Сегодня можно сказать, что это был эксперимент, который я поставил на себе. Одна из самых больших сложностей была связана с моими собственными негативными реакциями. Я позволил чувствам овладеть мной. Я, зачастую против воли, записывал фантазии, ошеломлявшие меня своей абсурдностью. Ведь когда не понимаешь их смысла, они кажутся чудовищной смесью высокого и смешного.

Все это дорого мне обошлось, но это, на мой взгляд, было предназначено мне судьбой. Ценой невероятных усилий мне удавалось наконец выбраться из лабиринта моих собственных фантазий. К этим фантазиям, которые так волновали меня и, можно сказать, управляли мной, я испытывал не только непреодолимое отвращение, они вызывали у меня неописуемый ужас. Больше всего я опасался потерять контроль над собой и сделаться добычей своего бессознательного.

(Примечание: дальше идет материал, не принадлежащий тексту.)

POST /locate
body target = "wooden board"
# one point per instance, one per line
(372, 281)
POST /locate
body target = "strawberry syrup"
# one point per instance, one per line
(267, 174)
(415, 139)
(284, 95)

Как психиатру мне было слишком хорошо известно, что это значит.

И все же я пошел на риск, позволяя этим образам завладеть мной, и главным образом потому, что, не испытав сам, я не решился бы поставить в подобную ситуацию пациента.
Для того, чтобы удержать фантазии, я часто изображал некий спуск и однажды даже попытался дойти до самого низа. Сначала я будто бы спустился метров на 300, но уже в следующий раз оказался на некоей космической глубине. Это напоминало путешествие на Луну или погружение в пропасть. Сначала возник образ кратера, и мне почудилось, будто я нахожусь в стране мертвых. Под скалой я увидел двоих: седобородого старика и прекрасную девушку.

Я приблизился к ним, словно они были реальными людьми, и стал прислушиваться к их беседе. Старик ошеломил меня, заявив, что он Илья-пророк. Но ответом девушки я был просто возмущен: она назвала себя Саломеей!
Несколько позже мое бессознательное явило мне другой образ, он стал развитием и продолжением Ильи-пророка. Я назвал его Филемоном.
Я видел небо, но оно походило на море. Его покрывали не облака, а бурые комья земли, между которыми просвечивала голубизна морской воды, но эта вода была небом. Вдруг откуда-то справа ко мне подлетело крылатое существо старик с рогами быка. В руках у него была связка ключей, один из них он держал так, будто собирался открывать замок.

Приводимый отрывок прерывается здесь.